I happened to catch Haruki Murakami accepting his award on the news the other night (it must count as one of his only ever appearances on TV, come to think of it) and was just thinking "Kafka on the Shore...Kafka award...hmmm..."; it seems greater minds than mine make the same associations. Sour grapes aside, Kafka is one of Murakami's best books; he does revisit a certain amount of old ground, but he's learning how to give the scarier elements of his writing real teeth as he gets older.
My favourite Murakami is still Hard-Boiled Wonderland, but if you have a chunk of time to spare and are in the mood to have your head turned inside out then The Wind-Up Bird Chronicle is worth a try.
This seems about time for the obligatory plug of my (now ageing) thesis on Murakami, which I just glanced through for the first time in a few years. It's slightly wordy and overwritten (the writer's desperation to prove he knows what he's talking about comes through loud and clear), but not a bad read if I do say so myself.
The only Murakami Haruki work to make it to the screen thus far has been his debut novel, Hear the Wind Sing (Kaze no Uta wo Kike). It's easy to see why; in most of his novels the majority of the words on the page are first-person narration and, unless you go in for voiceovers or tedious devices like looking over the narrator's shoulder as he writes his journal, you're not left with much to work with. The SFX budget required to film something like Hard-Boiled Wonderland probably gives many more pause for thought, though with Kiriya Kazuaki allegedly having made Casshern on a bunch of G5 Macs purchased from Akihabara when the production budget came in, the word should be out that the bar for creating CG-driven epics is coming way down. Murakami's science fiction does have a certain 80s tilt to it, though, so it'd take a skilled hand to brush it up for the 00's.
All of which is a roundabout way of saying I'm not all that surprised that the next Murakami work to grace the screen will be an untypical piece. Tony Takitani is a longish short story from his collection Lexington no Yuurei (The Ghost of Lexington) that depicts the life of a Japanese jazz musician turned illustrator, beginning in Shanghai around the time of WW2. It does have the usual Murakami quirks, but it's odd to see him do a period piece except in the war flashbacks found in The Wind-Up Bird Chronicle.
Whereas Hear the Wind Sing was by all accounts a fairly uninspired piece of disaffected-youth drama, Tony Takitani looks on paper to promise more. Ogata Issei and Miyazawa Rie star, Sakamoto Ryuichi provides the music, and the director is Ichikawa Jun. There's now a bilingual site up for the movie, from which I learn that it's already had a couple of film festival screenings and is lined up to show at Sundance in 2005. From the shots and commentary up at the site, I'm hooked enough to put this one down as a must-see for next year. Opens in spring in Japan.
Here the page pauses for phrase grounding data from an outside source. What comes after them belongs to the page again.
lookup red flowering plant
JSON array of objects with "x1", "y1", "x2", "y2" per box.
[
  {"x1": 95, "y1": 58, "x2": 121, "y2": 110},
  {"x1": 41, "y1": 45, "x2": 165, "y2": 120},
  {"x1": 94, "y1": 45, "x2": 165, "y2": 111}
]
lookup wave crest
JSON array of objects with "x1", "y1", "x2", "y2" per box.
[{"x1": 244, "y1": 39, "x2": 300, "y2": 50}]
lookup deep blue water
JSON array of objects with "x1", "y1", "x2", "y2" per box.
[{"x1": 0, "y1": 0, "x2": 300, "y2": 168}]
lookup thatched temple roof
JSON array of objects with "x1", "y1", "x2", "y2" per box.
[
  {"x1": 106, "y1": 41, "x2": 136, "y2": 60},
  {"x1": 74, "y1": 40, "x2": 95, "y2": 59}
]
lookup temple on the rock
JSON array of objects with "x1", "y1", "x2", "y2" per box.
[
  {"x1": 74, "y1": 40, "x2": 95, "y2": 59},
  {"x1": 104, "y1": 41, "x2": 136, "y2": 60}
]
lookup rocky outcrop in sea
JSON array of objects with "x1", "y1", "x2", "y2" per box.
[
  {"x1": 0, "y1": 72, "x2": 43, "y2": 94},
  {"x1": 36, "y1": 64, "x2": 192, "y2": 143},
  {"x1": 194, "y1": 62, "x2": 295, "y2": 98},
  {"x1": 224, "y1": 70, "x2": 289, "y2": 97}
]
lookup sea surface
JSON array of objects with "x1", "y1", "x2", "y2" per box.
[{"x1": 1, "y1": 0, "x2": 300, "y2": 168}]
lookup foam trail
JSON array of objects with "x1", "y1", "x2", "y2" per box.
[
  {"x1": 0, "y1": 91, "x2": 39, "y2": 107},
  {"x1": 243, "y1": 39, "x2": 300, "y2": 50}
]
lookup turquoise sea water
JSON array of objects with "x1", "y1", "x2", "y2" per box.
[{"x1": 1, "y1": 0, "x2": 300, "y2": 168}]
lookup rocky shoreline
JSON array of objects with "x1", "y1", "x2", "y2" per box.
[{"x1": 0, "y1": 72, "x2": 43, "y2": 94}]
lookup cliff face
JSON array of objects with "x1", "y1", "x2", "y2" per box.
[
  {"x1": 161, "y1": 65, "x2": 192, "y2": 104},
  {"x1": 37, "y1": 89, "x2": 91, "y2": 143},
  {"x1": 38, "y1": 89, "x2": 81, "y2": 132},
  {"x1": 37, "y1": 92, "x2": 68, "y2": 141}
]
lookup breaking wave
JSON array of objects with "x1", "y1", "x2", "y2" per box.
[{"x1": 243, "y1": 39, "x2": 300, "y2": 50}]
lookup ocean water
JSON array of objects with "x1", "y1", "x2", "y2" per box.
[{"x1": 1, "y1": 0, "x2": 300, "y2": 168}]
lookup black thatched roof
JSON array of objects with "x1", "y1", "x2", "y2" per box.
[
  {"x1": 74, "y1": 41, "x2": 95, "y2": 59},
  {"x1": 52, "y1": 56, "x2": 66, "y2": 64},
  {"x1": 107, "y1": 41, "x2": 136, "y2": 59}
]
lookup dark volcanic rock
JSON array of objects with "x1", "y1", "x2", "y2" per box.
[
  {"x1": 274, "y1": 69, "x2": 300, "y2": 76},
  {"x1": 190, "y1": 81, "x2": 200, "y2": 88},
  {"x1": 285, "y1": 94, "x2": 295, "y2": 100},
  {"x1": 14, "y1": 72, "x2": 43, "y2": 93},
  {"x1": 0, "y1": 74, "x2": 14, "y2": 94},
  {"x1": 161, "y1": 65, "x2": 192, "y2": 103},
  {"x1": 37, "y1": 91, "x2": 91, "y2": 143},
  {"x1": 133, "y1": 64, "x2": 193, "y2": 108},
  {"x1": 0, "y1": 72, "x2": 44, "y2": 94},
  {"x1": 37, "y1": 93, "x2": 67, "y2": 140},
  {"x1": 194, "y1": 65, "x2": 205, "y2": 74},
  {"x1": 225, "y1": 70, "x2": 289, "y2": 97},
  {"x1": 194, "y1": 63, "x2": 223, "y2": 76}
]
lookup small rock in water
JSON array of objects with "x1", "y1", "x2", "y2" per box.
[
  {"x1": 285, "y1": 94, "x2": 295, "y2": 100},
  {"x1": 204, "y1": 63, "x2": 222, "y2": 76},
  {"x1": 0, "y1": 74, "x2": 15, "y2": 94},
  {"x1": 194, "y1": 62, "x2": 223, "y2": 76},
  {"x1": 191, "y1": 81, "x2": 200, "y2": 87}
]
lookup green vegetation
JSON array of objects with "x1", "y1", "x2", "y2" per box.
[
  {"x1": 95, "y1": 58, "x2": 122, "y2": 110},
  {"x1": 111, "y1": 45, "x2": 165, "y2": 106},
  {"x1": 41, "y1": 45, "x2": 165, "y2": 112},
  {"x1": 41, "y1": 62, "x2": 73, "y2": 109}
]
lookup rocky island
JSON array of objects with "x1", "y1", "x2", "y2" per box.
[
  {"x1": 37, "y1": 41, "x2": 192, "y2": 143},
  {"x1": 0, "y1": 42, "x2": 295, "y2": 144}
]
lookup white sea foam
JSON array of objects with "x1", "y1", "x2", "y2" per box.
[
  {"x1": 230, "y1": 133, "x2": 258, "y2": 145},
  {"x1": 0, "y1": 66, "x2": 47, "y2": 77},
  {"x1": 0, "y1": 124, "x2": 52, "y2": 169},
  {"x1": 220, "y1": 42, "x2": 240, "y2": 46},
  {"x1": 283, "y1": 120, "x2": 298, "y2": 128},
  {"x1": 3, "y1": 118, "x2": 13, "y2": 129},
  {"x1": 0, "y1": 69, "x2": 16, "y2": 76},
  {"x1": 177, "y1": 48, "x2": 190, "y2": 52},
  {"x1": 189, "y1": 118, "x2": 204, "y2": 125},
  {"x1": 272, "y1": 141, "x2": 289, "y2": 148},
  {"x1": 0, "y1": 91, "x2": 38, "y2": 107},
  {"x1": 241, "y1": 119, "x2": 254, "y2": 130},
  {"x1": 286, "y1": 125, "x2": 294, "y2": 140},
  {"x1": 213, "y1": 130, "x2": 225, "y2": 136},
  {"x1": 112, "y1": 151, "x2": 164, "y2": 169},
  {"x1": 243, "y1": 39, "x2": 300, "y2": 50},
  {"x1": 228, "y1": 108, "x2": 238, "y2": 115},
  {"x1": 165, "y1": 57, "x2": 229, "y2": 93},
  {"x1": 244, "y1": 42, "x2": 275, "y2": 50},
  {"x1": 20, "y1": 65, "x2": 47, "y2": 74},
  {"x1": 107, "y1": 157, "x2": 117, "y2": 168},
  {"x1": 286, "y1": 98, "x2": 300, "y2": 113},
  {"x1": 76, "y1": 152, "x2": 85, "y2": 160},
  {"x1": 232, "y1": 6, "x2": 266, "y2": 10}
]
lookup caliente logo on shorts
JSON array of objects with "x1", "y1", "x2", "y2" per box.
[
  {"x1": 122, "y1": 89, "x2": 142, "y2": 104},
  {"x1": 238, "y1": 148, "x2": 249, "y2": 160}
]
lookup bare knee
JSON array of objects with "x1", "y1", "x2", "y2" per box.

My undergraduate dissertation, The Use of Certain Fantastic Concepts in the Fiction of Murakami Haruki, has been missing from the web for a while. It is now back up, and downloadable here in PDF format.
The essay covers all of Murakami's novels up to and including The Wind-Up Bird Chronicle; I finished reading his latest, Kafka on the Shore, a while back in Japanese and will hopefully find time for something on that soon.